Schill's handling of the encampment became a focus of federal scrutiny. At a May 2024 U.S. House Committee on Education and the Workforce hearing, Republican members accused him of failing to enforce university rules and protect Jewish students, criticizing what they called a "disgraceful deal" with demonstrators. A subsequent House staff report concluded that "no NU student faced disciplinary sanctions" in connection with the encampment, a finding critics cited as further evidence of insufficient administrative action. In February 2025, Schill announced his resignation as president of Northwestern University. The university's official statement cited "leadership transition priorities", but multiple outlets reported that critics—including some trustee and donor factions—saw his departure as linked in part to dissatisfaction with his handling of the 2024 encampment and broader concerns about campus antisemitism under his leadership. Schill has rejected claims that he failed to protect Jewish students, asserting in congressional testimony and campus messages that the agreement ended a "major antisemitic event" without violence and that due-process requirements limited the speed of disciplinary action.

=== Advisory roles ===
Schill chaired the PAC-12 CEO Group and was a member of the Board of Governors for the NCAA. He is a member of the Board of Trustees of Ithaka Harbors, the nonprofit parent of JSTOR. He has served as a member of the New York City Loft Board, the New York City Neighborhood Investment Advisory Panel, the Fannie Mae New York Partnership Office, Housing Policy Debate and the Board of Governors of Argonne National Laboratory.
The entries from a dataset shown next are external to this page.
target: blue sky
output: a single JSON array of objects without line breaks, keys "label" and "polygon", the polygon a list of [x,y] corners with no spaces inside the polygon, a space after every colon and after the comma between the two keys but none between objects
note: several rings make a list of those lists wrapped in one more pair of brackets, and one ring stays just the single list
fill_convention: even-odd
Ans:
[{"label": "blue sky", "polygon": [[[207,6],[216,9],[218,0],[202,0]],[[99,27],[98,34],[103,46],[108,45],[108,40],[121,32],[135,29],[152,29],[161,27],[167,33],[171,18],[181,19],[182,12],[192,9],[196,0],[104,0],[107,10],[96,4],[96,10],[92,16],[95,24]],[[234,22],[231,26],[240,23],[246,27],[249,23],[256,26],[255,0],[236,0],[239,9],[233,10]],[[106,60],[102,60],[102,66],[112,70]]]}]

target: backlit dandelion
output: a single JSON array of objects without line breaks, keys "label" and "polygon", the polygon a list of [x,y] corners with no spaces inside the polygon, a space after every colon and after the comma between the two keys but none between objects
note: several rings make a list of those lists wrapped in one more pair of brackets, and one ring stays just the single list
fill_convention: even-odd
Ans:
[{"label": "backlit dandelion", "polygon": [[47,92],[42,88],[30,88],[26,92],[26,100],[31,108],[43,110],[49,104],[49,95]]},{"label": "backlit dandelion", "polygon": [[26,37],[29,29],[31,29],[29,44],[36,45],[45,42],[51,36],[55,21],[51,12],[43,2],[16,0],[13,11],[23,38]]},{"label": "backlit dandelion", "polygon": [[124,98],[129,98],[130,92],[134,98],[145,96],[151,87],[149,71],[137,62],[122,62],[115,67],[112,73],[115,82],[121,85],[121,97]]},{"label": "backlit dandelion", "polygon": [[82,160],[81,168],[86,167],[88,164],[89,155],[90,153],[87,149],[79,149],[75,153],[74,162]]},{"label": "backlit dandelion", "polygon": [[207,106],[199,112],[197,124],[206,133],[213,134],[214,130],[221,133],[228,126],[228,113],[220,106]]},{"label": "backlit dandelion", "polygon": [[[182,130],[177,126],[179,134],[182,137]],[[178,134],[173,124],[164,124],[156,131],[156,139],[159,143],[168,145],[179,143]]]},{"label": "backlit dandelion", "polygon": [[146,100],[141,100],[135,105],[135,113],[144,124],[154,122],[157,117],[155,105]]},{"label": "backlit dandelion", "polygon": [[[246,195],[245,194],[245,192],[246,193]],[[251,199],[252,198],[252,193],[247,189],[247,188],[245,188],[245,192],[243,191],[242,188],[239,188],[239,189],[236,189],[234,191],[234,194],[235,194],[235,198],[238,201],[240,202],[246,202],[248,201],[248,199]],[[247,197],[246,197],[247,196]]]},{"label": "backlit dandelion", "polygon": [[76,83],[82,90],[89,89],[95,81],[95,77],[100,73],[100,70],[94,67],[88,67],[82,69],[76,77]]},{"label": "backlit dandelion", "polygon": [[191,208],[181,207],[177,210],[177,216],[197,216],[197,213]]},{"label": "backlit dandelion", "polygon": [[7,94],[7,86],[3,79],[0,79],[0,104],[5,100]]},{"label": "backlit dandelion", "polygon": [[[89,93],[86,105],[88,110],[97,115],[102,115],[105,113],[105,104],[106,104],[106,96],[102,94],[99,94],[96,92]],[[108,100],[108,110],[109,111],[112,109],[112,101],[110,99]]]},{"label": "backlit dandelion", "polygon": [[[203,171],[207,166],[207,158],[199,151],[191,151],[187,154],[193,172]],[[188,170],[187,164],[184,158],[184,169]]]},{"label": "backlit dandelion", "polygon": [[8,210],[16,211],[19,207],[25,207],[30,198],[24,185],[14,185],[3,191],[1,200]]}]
He has also received research grants from the MacArthur Foundation, the Ford Foundation, and the United States Department of Commerce, among others.

=== Publication ===
Schill is a co-author (with Jesse Dukeminier, James Krier, Greg Alexander, and Lior Strahilevitz) of Property, a major casebook now in its ninth edition. He also co-authored Reducing the Cost of New Housing Construction in New York City: 2005 Update (Center For Real Estate and Urban Policy, 2005) (with Jerry Salama and Jonathan Springer), Revitalizing America’s Cities: Neighborhood Reinvestment and Displacement (State University of New York Press, 1983) (with Richard P. Nathan), and The State of New York City’s Housing and Neighborhoods, 2003, 2004, 2005 (Furman Center for Real Estate and Urban Policy) (with Denise Previti). He is also the editor of Housing and Community Development in New York City: Facing The Future (State University of New York Press, 1999).

==Honors==
In April 2010, Schill received the Impact Award for Excellence in Housing from New York City's Citizens Housing and Planning Council (CHPC). He was recognized for his work as the founding director of the Furman Center for Real Estate and Urban Policy.

In 2011, Schill was elected as a Fellow of the American Academy of Arts and Sciences.